Travis Upchurch's adult children have been regular speakers this year at Aldine ISD school board meetings, where they have asked trustees to reconsider a plan to acquire their father's property through eminent domain and use it as parking for an under-construction football stadium next door.
Now they're asking to be joined by other community members and stakeholders in their part of northeast Houston – where Upchurch's roots run as deep as the school district’s.
Upchurch, a 79-year-old retired carpenter, said his grandfather once owned the land where W.W. Thorne Stadium is being rebuilt as part of a $50 million project. His family tree also includes a former Aldine ISD trustee, the first PTA president in the district and a Swedish immigrant who in 1905 wrote a letter encouraging people to move to Aldine because it had fertile soil for farming, according to his children.
Now Upchurch's family is fighting to keep him in the same home where he's lived for the last 46 years. Aldine ISD has made multiple offers to buy his 1-acre property at 1810 Aldine Meadows Rd. and threatened to invoke eminent domain if he does not accept, with trustees voting in April to approve such a proceeding.

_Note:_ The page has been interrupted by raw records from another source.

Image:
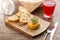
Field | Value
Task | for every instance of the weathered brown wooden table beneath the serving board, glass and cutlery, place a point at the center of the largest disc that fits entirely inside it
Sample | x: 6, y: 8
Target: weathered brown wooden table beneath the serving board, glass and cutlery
x: 7, y: 33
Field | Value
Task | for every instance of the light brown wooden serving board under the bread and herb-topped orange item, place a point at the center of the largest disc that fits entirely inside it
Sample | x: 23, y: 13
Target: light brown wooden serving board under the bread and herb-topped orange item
x: 25, y: 30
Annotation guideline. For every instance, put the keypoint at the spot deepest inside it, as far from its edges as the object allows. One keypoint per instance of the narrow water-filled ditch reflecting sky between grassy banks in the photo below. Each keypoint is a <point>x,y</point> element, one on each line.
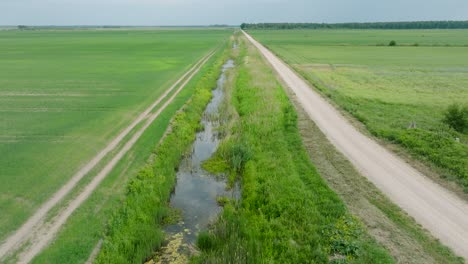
<point>196,191</point>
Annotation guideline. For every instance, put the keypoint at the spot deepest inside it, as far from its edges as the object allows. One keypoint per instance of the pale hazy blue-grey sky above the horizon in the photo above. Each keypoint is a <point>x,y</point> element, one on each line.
<point>203,12</point>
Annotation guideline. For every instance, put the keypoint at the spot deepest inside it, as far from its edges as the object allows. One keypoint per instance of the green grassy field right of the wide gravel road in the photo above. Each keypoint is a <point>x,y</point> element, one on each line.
<point>389,88</point>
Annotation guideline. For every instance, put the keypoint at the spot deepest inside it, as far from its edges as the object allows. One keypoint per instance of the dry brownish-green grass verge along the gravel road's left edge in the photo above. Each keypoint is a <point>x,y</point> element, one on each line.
<point>405,240</point>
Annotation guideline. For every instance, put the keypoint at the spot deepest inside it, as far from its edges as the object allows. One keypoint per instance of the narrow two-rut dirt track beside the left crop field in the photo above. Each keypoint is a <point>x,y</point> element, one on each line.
<point>38,233</point>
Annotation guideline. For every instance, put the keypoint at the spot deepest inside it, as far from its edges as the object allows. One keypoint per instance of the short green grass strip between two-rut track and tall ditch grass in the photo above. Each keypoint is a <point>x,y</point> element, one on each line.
<point>88,225</point>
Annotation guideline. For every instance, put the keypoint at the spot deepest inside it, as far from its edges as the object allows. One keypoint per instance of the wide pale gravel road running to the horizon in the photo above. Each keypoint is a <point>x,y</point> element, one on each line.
<point>436,209</point>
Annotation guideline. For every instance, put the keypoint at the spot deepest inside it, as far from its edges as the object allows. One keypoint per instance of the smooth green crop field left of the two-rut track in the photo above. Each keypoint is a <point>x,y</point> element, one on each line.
<point>65,94</point>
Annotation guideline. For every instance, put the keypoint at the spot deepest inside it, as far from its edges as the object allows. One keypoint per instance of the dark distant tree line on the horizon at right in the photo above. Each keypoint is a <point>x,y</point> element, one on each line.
<point>367,25</point>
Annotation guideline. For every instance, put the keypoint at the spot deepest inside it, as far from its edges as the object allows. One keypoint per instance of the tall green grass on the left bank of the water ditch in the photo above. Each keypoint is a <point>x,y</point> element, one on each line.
<point>134,230</point>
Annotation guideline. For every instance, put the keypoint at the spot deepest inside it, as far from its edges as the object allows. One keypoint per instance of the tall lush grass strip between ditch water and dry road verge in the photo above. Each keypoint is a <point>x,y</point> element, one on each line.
<point>287,213</point>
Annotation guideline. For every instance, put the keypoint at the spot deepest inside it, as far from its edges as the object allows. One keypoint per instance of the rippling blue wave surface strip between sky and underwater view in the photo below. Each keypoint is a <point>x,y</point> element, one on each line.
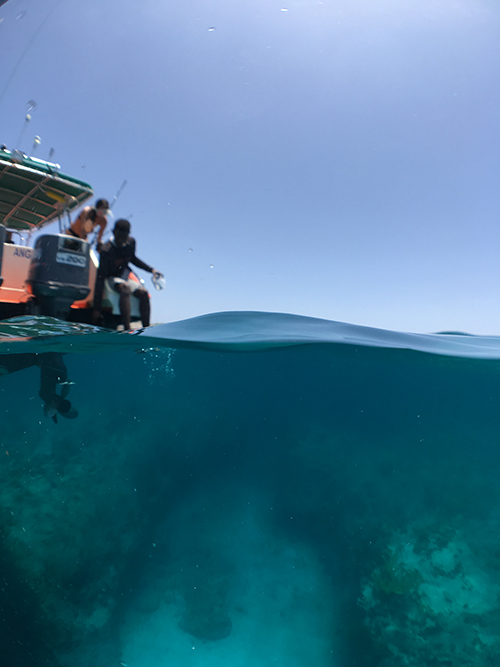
<point>235,331</point>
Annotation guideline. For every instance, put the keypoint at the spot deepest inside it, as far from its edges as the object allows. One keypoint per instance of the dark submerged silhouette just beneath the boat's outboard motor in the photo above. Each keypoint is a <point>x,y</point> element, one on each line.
<point>53,373</point>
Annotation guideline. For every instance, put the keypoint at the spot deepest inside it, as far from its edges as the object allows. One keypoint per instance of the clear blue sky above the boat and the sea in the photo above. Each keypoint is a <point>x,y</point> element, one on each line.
<point>336,159</point>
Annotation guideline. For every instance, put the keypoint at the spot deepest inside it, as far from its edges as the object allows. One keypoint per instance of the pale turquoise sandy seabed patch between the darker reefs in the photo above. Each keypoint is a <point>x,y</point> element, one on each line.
<point>251,596</point>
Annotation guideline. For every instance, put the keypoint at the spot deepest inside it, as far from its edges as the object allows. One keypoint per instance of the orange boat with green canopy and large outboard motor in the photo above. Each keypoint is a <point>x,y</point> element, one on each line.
<point>55,276</point>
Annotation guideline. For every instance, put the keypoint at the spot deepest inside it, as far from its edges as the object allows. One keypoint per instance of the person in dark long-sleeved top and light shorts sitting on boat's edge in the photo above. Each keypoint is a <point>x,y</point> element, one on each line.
<point>114,269</point>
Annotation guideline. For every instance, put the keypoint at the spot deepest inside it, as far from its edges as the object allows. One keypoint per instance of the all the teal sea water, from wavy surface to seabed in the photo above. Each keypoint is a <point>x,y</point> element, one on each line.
<point>249,489</point>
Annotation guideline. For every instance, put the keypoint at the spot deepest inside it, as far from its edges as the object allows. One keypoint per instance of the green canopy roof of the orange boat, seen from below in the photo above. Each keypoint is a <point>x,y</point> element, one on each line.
<point>34,193</point>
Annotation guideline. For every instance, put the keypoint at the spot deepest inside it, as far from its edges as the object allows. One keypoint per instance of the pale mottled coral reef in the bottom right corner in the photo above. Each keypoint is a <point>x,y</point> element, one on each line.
<point>433,601</point>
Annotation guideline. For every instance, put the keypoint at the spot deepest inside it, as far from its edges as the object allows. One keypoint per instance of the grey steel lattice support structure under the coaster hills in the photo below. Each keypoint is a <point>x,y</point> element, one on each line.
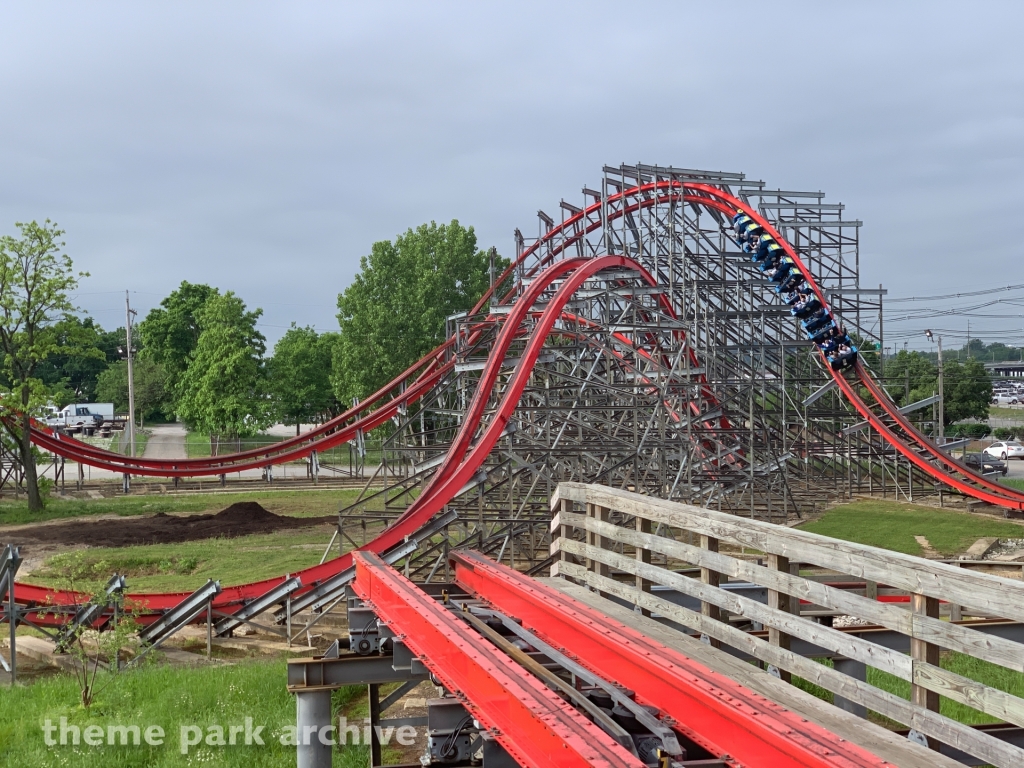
<point>700,389</point>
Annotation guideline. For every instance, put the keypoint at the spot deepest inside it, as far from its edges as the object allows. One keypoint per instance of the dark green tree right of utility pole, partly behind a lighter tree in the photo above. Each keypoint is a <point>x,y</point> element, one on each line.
<point>170,333</point>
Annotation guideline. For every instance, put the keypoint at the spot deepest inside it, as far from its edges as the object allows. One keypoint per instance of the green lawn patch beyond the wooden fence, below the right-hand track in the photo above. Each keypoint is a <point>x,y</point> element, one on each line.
<point>891,526</point>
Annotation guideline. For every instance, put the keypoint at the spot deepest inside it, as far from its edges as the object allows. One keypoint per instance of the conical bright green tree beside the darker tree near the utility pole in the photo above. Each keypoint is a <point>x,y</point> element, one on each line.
<point>223,392</point>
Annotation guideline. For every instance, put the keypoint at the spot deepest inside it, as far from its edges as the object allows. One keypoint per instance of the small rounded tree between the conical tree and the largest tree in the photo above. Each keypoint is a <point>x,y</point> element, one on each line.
<point>300,377</point>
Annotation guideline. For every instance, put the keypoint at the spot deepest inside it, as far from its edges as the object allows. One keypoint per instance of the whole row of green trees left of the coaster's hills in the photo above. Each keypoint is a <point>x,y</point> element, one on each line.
<point>200,358</point>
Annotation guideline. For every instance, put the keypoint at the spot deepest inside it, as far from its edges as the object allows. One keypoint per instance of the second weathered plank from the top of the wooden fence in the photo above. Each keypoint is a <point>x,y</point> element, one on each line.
<point>998,651</point>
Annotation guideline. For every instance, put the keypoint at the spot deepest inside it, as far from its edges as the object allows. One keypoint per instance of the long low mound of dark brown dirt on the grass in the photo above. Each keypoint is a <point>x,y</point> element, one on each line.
<point>243,519</point>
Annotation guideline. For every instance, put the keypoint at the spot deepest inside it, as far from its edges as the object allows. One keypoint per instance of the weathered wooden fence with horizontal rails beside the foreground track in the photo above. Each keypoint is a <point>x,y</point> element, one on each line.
<point>606,539</point>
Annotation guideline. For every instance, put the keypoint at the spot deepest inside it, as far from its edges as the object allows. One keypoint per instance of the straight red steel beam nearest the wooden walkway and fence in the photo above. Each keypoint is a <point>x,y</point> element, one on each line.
<point>709,708</point>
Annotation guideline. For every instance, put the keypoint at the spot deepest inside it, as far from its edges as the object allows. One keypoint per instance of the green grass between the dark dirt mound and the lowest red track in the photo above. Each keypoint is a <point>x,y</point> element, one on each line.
<point>188,566</point>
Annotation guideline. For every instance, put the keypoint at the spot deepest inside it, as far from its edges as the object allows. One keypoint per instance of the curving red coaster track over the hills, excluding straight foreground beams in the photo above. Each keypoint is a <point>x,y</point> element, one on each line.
<point>560,279</point>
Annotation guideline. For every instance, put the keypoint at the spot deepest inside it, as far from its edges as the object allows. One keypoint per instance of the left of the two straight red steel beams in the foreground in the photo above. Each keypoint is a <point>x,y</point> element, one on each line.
<point>534,726</point>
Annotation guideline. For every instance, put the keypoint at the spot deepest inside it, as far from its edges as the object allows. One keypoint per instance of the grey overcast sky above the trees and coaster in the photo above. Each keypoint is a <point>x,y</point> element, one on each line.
<point>263,148</point>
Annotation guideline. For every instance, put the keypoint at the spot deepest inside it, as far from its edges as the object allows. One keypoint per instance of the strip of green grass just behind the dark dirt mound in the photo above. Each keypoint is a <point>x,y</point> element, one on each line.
<point>310,503</point>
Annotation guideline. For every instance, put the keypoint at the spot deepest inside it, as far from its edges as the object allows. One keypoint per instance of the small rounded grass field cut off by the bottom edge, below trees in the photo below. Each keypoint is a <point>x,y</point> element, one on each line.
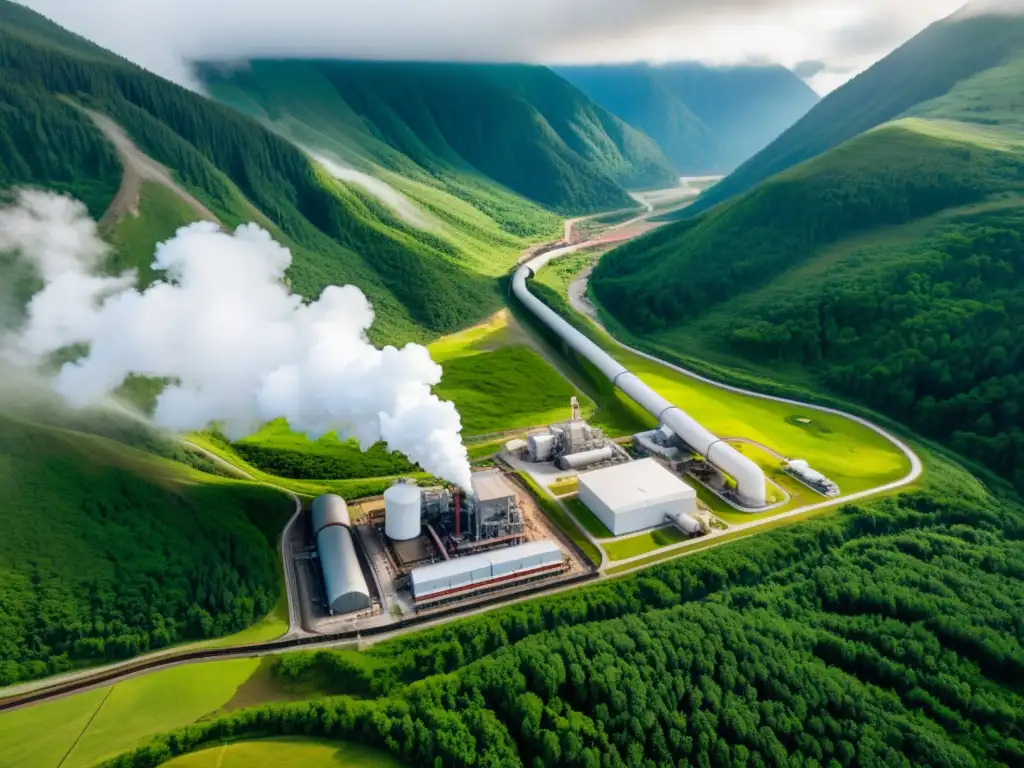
<point>278,753</point>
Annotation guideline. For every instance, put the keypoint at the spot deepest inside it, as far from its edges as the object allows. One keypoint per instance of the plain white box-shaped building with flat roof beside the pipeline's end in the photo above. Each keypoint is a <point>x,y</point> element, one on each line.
<point>636,496</point>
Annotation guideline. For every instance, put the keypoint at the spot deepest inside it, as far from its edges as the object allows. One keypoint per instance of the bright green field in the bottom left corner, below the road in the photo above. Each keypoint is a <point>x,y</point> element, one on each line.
<point>119,717</point>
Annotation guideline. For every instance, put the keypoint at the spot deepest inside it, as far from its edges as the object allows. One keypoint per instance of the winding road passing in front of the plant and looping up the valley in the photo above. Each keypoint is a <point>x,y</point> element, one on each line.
<point>56,688</point>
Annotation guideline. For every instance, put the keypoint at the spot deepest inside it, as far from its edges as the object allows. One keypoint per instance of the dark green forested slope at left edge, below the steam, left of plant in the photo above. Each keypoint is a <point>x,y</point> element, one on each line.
<point>87,578</point>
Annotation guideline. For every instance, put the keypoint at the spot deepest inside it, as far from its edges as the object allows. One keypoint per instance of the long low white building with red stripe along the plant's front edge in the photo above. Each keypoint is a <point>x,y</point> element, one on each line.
<point>463,577</point>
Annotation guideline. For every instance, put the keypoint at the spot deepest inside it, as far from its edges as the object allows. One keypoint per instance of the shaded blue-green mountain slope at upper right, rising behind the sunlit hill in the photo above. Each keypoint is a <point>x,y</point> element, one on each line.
<point>936,62</point>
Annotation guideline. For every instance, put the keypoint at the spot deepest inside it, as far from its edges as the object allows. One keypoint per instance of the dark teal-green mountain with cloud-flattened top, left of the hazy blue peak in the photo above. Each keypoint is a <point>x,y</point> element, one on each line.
<point>523,127</point>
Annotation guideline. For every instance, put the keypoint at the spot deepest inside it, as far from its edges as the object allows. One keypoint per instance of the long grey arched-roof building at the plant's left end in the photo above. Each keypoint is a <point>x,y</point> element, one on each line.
<point>344,581</point>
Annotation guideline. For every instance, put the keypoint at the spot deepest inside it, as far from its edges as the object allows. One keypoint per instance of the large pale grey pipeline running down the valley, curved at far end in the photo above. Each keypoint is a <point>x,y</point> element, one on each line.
<point>750,480</point>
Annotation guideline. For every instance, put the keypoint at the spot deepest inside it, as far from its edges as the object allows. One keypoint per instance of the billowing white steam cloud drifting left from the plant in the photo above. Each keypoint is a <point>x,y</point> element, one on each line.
<point>239,349</point>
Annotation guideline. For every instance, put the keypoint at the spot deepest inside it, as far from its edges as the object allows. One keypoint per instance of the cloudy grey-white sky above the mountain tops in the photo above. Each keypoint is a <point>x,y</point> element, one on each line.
<point>826,41</point>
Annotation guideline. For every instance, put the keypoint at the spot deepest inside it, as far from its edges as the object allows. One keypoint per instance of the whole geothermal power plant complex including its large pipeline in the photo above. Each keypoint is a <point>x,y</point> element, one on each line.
<point>420,549</point>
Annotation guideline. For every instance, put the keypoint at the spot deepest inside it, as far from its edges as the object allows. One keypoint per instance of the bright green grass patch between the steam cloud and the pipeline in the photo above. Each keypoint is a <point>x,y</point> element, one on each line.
<point>499,382</point>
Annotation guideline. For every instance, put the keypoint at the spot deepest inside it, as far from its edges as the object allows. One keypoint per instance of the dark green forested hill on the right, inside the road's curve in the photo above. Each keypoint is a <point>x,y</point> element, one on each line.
<point>890,270</point>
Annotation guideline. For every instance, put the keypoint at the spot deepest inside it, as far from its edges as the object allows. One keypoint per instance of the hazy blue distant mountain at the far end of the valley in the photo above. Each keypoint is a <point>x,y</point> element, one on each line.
<point>707,119</point>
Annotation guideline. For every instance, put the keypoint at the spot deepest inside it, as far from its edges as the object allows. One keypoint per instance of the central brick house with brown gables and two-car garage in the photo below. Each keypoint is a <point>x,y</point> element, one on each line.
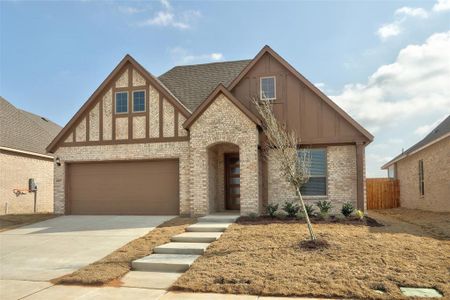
<point>189,141</point>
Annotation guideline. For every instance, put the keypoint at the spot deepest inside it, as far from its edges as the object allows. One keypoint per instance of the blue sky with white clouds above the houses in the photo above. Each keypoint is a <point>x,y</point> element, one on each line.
<point>387,63</point>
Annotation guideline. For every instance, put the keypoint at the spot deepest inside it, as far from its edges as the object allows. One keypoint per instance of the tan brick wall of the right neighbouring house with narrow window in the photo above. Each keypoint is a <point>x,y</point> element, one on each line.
<point>436,162</point>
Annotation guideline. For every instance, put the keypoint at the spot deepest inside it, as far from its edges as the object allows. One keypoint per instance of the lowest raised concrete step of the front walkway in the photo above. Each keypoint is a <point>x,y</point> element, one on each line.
<point>164,262</point>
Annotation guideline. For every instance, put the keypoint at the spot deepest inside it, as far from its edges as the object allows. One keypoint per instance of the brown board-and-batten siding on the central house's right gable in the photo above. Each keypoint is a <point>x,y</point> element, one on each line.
<point>304,112</point>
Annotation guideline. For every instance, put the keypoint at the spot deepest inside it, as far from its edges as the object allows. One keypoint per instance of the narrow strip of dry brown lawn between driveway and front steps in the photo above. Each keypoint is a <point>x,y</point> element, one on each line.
<point>118,263</point>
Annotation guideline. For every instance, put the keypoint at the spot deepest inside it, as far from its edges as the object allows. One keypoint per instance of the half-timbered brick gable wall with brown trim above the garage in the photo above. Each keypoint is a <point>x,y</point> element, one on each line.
<point>100,125</point>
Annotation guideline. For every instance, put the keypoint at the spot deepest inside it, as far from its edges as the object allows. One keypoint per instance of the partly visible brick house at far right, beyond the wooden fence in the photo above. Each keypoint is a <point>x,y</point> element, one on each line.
<point>423,171</point>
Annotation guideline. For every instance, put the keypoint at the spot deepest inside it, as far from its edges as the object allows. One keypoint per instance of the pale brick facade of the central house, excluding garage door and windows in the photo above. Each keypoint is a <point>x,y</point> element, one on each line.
<point>221,128</point>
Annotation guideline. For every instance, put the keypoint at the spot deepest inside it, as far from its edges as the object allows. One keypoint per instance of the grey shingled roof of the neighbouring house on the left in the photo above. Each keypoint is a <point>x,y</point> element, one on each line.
<point>22,130</point>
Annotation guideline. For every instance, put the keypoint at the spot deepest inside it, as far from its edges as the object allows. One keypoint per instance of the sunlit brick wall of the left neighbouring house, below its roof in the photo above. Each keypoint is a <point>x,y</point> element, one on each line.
<point>15,170</point>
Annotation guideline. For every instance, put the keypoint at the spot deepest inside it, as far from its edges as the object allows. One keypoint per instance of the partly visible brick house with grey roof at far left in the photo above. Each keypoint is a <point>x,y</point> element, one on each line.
<point>23,138</point>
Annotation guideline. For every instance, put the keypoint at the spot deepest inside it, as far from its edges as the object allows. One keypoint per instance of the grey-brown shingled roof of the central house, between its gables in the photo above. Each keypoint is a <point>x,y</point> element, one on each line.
<point>193,83</point>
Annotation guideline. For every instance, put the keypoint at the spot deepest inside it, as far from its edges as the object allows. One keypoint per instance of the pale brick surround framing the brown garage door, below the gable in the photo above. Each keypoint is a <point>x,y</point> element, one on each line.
<point>170,150</point>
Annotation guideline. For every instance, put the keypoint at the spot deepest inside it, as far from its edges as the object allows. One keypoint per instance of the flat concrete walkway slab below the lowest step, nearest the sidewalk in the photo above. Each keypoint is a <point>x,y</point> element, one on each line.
<point>149,280</point>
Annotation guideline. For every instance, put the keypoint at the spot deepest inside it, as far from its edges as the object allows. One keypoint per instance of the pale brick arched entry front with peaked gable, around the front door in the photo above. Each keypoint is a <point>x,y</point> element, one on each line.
<point>223,122</point>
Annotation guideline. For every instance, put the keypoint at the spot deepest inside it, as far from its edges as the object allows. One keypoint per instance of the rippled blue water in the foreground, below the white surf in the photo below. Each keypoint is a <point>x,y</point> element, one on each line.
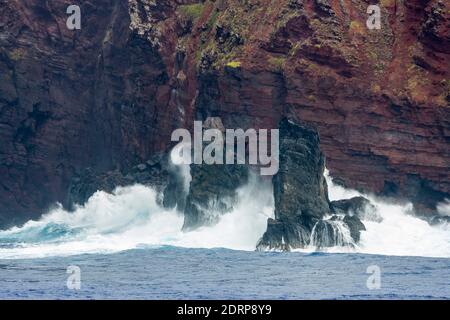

Upchurch said he wants to "stay here until I kick the bucket," and his daughter, Tara Upchurch, described Tuesday night's school board meeting as a "last-ditch" opportunity to change the minds of school board members and ensure that can happen. She said Monday she's enlisted about 30 supporters to speak at the upcoming meeting.
"Our great-great grandfather invited people to come to Aldine to live here, and now his great-grandson is getting kicked out," Tara said. "It's just crazy."
The family does not object to selling the school district an adjacent property where Travis Upchurch's mother lived until she died in 2009, according to his children, because it has since been vacant. Aldine ISD owns all the surrounding land on that side of Aldine Meadows Road near the southwest corner of the intersection between that street and Aldine Westfield Road.
Aldine ISD initially offered to buy Upchurch's home in the spring of 2022 and submitted a subsequent offer in July of this year, the district previously told Houston Public Media. According to an email provided by Tara Upchurch, the district submitted its "final offer" earlier this month and indicated that eminent domain would be exercised if the offer is not accepted. Eminent domain is a process through which a governmental entity can acquire private property for public use while providing compensation for the land.
The Upchurch family met with legal counsel for the school district Monday afternoon and was told that Aldine ISD would not escalate the matter and file an eminent domain lawsuit as long as the two parties maintained an open dialogue, according to Tara, who added that they were given an informal deadline of December to work out an agreeable deal.
The family has offered to give Aldine ISD first crack at the property after Travis dies or a sale agreement in which the district would buy the land now but allow Travis to live there until he dies or is no longer physically able, Tara said. The school district has denied those possibilities, according to the email she provided that was sent Sept. 8 from a real estate professional representing Aldine ISD.
“Balancing the needs of our school district to support student safety and education while also preserving our community history requires delicate conversations,” Aldine ISD said in a statement. “Negotiations continue and additional direct dialogue with the Upchurch family is underway to discuss viable options related to the family's property. We are hopeful to reach a mutually beneficial resolution very soon. No condemnation suit has been filed at this time.”
Added Tara Upchurch: "We really want to work with Aldine ISD to make sure we both get what we want. At this point, we don't care about the money. It's not about the money. It's just about trying to keep our dad in his home."
None of the seven trustees for Aldine ISD responded to emails seeking comment Monday.
The school board members have expressed empathy and a willingness to work with the Upchurch family, Tara said. But they also have not gone back on their April vote to pursue eminent domain to acquire her father's longtime property, which has been in his family for more than a century.
Tara said she hopes the trustees are willing to be flexible, adding that the anxiety associated with the possibility of losing his homestead could be contributing to some recent health issues that have arisen with her father. Travis said he does not understand why Aldine ISD wants to use his land for parking, adding that he's never seen a full crowd in the stadium during all the years he's lived next to it.
"Four of them are up for re-election in two months," Tara said of the Aldine ISD board members. "I really doubt they would want this to interfere with them getting elected. It seems like a funny thing to possibly lose your seat over."